French children usually dress impeccably. And by that I mean if you can imagine what French children dress like based on a movie or book you saw or read, you will probably be correct. They all wear scarves, Mary Jane shoes or what I call a loafer, shirts on hot days, skirts with a shirt and sweater, sometimes a hat, and they are set free in the playground to do whatever they wish.


JW pushing his friend

The slides have that soft playground padding surrounding them, while the slide/climbing set for the big kids has rocks underneath. Not hurt you rocks, but small gravel, sufficient for padding and for the little ones to throw happily in the air.

Parents will gather on the benches and visit, I think they are gossiping but the French speak fast and in groups like this more than one is speaking, and I listen slowly.
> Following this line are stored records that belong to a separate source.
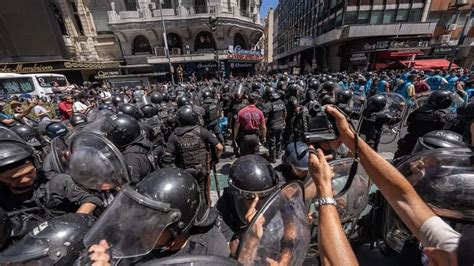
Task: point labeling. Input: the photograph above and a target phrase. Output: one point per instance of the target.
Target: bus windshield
(16, 85)
(48, 81)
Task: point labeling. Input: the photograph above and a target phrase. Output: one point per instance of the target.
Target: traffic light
(212, 23)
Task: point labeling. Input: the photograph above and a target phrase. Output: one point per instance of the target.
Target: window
(16, 85)
(77, 18)
(415, 15)
(141, 45)
(389, 16)
(402, 15)
(131, 5)
(363, 17)
(377, 17)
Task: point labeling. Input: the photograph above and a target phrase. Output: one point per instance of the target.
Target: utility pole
(167, 51)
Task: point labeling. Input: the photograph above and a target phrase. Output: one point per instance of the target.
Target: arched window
(141, 45)
(204, 40)
(239, 40)
(174, 41)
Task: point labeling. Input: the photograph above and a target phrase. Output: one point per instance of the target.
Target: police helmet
(56, 129)
(116, 100)
(77, 119)
(343, 97)
(376, 103)
(440, 99)
(439, 139)
(14, 151)
(187, 116)
(126, 131)
(55, 242)
(148, 111)
(156, 97)
(297, 156)
(182, 101)
(251, 176)
(128, 109)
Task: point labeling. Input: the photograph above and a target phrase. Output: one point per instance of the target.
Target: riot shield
(195, 260)
(279, 232)
(59, 157)
(96, 163)
(443, 178)
(396, 107)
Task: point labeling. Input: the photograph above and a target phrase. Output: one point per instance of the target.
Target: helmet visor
(125, 236)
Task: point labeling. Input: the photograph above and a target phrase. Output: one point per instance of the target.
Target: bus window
(16, 85)
(48, 81)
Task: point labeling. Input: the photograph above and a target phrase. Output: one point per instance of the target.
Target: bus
(32, 84)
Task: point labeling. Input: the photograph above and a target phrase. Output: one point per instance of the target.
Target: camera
(315, 125)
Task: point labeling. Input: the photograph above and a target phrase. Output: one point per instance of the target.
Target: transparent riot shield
(443, 178)
(279, 232)
(195, 260)
(96, 163)
(396, 107)
(58, 159)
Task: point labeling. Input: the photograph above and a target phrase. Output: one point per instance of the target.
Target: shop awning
(423, 64)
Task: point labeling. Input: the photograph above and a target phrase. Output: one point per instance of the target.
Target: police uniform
(275, 113)
(188, 148)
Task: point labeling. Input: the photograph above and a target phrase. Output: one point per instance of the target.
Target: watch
(325, 201)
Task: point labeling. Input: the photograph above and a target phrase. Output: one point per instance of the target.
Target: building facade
(354, 34)
(191, 41)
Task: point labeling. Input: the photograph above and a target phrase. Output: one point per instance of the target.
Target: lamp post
(167, 51)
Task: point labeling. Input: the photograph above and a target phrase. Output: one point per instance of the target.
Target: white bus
(33, 84)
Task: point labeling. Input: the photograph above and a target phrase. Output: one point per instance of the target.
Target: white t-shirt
(79, 107)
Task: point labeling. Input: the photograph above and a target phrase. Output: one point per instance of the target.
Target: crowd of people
(116, 176)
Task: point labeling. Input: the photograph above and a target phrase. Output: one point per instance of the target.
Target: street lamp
(167, 51)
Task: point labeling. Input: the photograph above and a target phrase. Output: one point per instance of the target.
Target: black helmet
(14, 151)
(128, 109)
(156, 97)
(439, 139)
(182, 101)
(148, 111)
(168, 200)
(187, 116)
(116, 100)
(57, 241)
(77, 119)
(376, 103)
(207, 95)
(297, 156)
(251, 176)
(27, 133)
(126, 131)
(56, 129)
(440, 99)
(343, 97)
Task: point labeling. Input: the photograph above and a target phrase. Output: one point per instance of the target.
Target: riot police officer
(373, 120)
(275, 113)
(175, 222)
(251, 179)
(28, 196)
(136, 149)
(188, 148)
(429, 117)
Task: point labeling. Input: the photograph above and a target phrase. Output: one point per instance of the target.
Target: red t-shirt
(65, 109)
(250, 118)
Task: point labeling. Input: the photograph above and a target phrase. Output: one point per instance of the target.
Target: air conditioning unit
(160, 51)
(444, 39)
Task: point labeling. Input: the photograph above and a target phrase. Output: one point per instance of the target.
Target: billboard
(30, 32)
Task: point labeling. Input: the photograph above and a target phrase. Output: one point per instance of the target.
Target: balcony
(179, 13)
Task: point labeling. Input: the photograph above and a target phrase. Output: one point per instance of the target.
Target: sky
(266, 4)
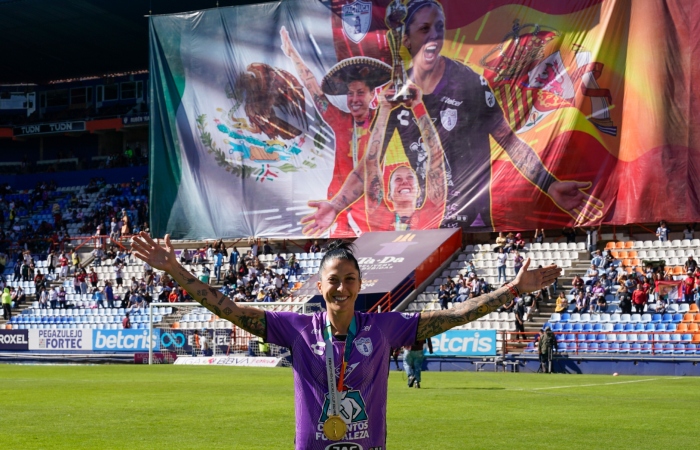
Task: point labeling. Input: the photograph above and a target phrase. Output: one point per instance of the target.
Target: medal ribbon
(333, 390)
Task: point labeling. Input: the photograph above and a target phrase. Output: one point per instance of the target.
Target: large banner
(338, 117)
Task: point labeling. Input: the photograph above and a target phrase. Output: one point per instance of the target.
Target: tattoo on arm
(435, 322)
(523, 156)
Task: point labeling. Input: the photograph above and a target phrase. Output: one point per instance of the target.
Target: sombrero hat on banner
(372, 72)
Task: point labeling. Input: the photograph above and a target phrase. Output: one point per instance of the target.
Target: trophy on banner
(396, 13)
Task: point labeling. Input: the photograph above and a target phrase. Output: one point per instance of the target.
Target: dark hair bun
(340, 244)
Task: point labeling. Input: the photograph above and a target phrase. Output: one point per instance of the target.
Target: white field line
(597, 384)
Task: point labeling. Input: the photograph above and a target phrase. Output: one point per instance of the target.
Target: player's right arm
(305, 74)
(163, 258)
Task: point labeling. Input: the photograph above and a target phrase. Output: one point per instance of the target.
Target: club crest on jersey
(490, 99)
(364, 346)
(357, 17)
(448, 118)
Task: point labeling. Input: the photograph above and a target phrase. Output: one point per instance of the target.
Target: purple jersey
(363, 403)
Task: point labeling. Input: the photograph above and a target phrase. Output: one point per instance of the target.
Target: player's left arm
(570, 196)
(435, 322)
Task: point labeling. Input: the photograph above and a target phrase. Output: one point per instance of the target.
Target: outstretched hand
(534, 280)
(149, 251)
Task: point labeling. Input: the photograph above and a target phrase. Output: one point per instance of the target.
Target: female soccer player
(466, 116)
(340, 356)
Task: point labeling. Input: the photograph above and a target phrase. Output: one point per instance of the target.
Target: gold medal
(334, 428)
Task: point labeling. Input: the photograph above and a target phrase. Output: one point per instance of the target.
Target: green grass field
(186, 407)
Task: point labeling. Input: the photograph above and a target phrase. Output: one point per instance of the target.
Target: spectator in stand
(218, 262)
(592, 275)
(562, 304)
(233, 259)
(518, 261)
(93, 278)
(662, 231)
(639, 299)
(118, 275)
(63, 262)
(689, 288)
(443, 297)
(690, 265)
(598, 259)
(689, 232)
(315, 248)
(109, 294)
(98, 297)
(62, 298)
(501, 259)
(592, 238)
(539, 236)
(6, 304)
(267, 249)
(570, 234)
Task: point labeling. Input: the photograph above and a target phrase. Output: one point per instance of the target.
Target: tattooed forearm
(435, 322)
(249, 319)
(523, 156)
(437, 180)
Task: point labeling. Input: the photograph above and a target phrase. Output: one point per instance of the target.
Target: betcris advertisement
(465, 343)
(124, 340)
(60, 340)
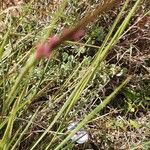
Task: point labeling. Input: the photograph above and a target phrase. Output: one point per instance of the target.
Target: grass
(78, 83)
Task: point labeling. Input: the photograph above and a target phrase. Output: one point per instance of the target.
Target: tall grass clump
(22, 84)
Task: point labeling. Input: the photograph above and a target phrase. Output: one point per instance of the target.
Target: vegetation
(100, 82)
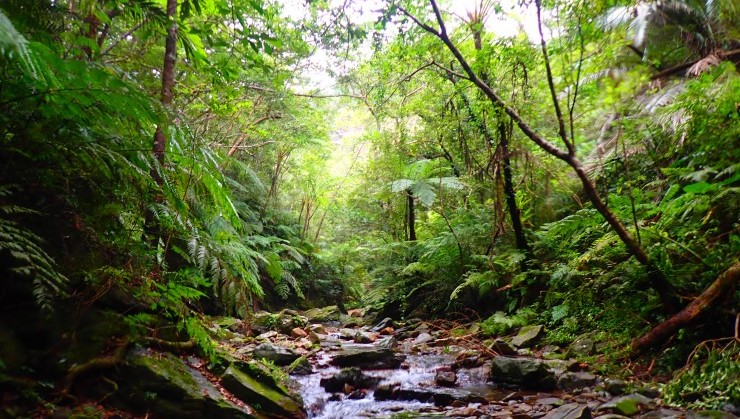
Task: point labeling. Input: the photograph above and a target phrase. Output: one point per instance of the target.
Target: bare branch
(551, 84)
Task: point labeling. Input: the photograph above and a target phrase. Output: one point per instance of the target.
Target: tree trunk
(514, 213)
(722, 286)
(657, 279)
(151, 229)
(412, 216)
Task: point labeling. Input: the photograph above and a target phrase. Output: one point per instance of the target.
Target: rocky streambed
(341, 367)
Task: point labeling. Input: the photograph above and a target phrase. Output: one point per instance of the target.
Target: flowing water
(417, 373)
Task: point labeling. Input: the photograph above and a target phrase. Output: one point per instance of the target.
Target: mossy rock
(260, 395)
(163, 384)
(323, 315)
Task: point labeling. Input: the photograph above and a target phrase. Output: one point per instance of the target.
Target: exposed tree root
(722, 286)
(111, 361)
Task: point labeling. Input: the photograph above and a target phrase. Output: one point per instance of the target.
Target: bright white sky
(511, 22)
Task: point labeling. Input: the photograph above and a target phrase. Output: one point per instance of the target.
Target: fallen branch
(722, 286)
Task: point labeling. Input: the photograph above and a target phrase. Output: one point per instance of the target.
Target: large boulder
(280, 355)
(526, 373)
(570, 411)
(323, 315)
(254, 392)
(574, 380)
(368, 357)
(283, 322)
(181, 391)
(353, 377)
(527, 336)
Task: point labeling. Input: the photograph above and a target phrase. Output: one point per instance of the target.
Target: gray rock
(323, 315)
(363, 337)
(570, 411)
(551, 401)
(300, 366)
(254, 392)
(353, 377)
(369, 357)
(445, 378)
(503, 347)
(628, 405)
(524, 372)
(574, 380)
(527, 336)
(615, 387)
(278, 354)
(582, 346)
(386, 322)
(182, 391)
(423, 338)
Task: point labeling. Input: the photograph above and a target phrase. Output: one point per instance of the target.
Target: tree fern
(30, 260)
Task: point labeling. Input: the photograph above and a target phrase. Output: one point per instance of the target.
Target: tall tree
(657, 278)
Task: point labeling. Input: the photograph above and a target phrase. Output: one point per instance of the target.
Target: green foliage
(710, 380)
(499, 324)
(27, 258)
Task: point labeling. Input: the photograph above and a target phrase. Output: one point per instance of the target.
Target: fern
(31, 261)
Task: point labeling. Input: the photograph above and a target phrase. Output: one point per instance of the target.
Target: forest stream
(430, 369)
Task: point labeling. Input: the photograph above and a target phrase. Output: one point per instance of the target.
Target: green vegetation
(168, 160)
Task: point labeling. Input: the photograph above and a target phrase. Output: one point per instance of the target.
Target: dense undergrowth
(243, 211)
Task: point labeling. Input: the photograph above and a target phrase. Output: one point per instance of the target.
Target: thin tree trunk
(514, 213)
(412, 216)
(151, 229)
(722, 287)
(657, 279)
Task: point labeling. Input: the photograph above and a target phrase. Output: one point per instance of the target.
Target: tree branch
(551, 84)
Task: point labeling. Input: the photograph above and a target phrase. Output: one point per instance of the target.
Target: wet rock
(445, 378)
(467, 360)
(323, 315)
(503, 347)
(570, 411)
(364, 337)
(357, 394)
(523, 372)
(574, 380)
(297, 332)
(423, 338)
(356, 312)
(314, 338)
(254, 392)
(371, 357)
(444, 397)
(387, 331)
(648, 392)
(387, 343)
(277, 354)
(316, 328)
(386, 322)
(267, 335)
(627, 405)
(300, 366)
(353, 377)
(560, 366)
(182, 391)
(710, 414)
(527, 336)
(551, 401)
(615, 387)
(663, 414)
(582, 346)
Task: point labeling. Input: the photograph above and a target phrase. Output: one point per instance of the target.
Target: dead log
(723, 285)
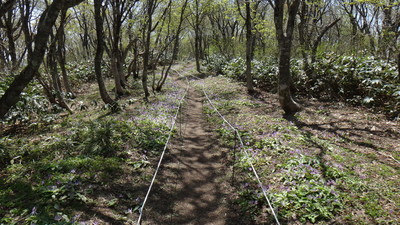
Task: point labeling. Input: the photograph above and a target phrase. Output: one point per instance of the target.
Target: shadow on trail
(192, 186)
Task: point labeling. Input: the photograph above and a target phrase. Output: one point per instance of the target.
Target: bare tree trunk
(10, 36)
(61, 54)
(46, 22)
(249, 48)
(52, 64)
(99, 56)
(284, 35)
(175, 48)
(151, 4)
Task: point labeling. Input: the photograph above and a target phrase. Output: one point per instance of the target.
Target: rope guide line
(162, 156)
(247, 154)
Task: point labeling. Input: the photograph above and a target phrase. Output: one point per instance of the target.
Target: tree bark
(99, 56)
(249, 48)
(46, 22)
(288, 104)
(61, 53)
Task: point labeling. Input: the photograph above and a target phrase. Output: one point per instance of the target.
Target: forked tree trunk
(99, 56)
(288, 104)
(61, 54)
(46, 22)
(284, 33)
(249, 48)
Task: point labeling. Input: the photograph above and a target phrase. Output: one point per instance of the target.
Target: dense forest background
(346, 50)
(68, 67)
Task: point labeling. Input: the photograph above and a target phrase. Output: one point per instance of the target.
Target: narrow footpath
(192, 187)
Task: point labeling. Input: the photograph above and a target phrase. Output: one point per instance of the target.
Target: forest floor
(193, 186)
(329, 164)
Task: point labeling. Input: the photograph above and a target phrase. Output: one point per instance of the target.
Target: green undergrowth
(58, 173)
(309, 176)
(91, 167)
(357, 80)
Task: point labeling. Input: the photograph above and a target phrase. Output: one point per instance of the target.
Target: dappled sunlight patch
(325, 164)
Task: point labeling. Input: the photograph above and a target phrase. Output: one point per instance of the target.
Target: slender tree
(46, 22)
(284, 34)
(99, 54)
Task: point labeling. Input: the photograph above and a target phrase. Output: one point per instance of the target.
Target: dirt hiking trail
(192, 187)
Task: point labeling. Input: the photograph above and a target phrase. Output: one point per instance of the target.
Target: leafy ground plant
(328, 164)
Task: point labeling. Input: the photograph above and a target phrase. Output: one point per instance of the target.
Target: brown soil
(192, 187)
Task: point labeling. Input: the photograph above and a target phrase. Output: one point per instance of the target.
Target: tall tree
(46, 22)
(250, 7)
(175, 47)
(284, 26)
(99, 54)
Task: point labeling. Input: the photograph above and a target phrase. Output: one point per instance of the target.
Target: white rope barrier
(247, 154)
(161, 157)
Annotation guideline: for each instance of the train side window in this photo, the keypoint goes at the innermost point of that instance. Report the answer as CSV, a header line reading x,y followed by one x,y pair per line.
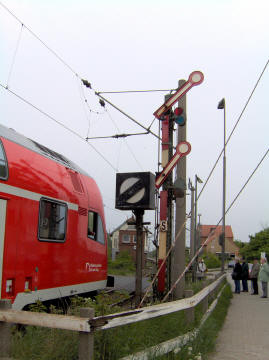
x,y
95,227
52,221
3,163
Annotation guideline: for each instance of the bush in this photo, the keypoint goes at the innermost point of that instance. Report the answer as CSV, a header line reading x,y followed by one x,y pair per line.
x,y
123,264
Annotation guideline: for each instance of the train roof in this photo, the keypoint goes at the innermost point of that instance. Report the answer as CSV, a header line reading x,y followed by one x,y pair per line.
x,y
19,139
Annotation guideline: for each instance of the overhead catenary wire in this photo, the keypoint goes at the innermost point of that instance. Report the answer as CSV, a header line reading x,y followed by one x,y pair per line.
x,y
116,136
59,123
14,55
237,122
128,116
85,82
125,142
134,91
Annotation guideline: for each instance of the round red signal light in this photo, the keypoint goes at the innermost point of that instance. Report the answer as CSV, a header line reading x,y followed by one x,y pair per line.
x,y
178,111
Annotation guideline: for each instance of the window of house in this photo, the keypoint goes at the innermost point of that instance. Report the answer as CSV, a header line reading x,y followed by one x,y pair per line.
x,y
126,238
52,220
3,163
95,227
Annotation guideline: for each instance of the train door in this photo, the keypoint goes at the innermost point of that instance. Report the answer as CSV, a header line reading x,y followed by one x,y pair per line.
x,y
3,206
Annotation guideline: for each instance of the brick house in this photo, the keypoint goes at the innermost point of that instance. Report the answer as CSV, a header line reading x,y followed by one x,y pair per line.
x,y
124,239
231,249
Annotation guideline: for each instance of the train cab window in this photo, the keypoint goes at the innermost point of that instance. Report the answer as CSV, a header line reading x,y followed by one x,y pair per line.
x,y
3,163
52,221
95,227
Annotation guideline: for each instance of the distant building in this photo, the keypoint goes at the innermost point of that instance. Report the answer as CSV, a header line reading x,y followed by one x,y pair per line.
x,y
231,249
124,239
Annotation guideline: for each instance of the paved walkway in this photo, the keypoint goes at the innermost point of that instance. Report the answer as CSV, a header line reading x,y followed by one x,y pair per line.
x,y
245,333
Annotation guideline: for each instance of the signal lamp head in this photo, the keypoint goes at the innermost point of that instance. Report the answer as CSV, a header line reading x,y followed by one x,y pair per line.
x,y
178,111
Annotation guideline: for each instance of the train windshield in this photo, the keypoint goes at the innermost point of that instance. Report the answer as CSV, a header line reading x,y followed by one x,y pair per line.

I just like to imagine they are, and not in a malicious way, but just visiting excitedly. On occasion a child will run to someone, to complain, to ask something, to get a snack.

The fence feels secure. My son knows not to leave it and he will usually find someone he knows to play with, though on a school day the playground is full of children from another nearby school, not his. The kids chase each other until it’s time to leave, they play touché (which is basically tag), they take turns following each other down the slide.

Older kids are outside the gate usually playing soccer, but occasionally riding a scooter. The entire park takes up the space of a city block so there is a very large gazebo, more benches, and a merry go round in the same space, all of that outside of the fence of the playground. The park is named after the U.S. President Wilson and there is a memorial for the Second Infantry Division.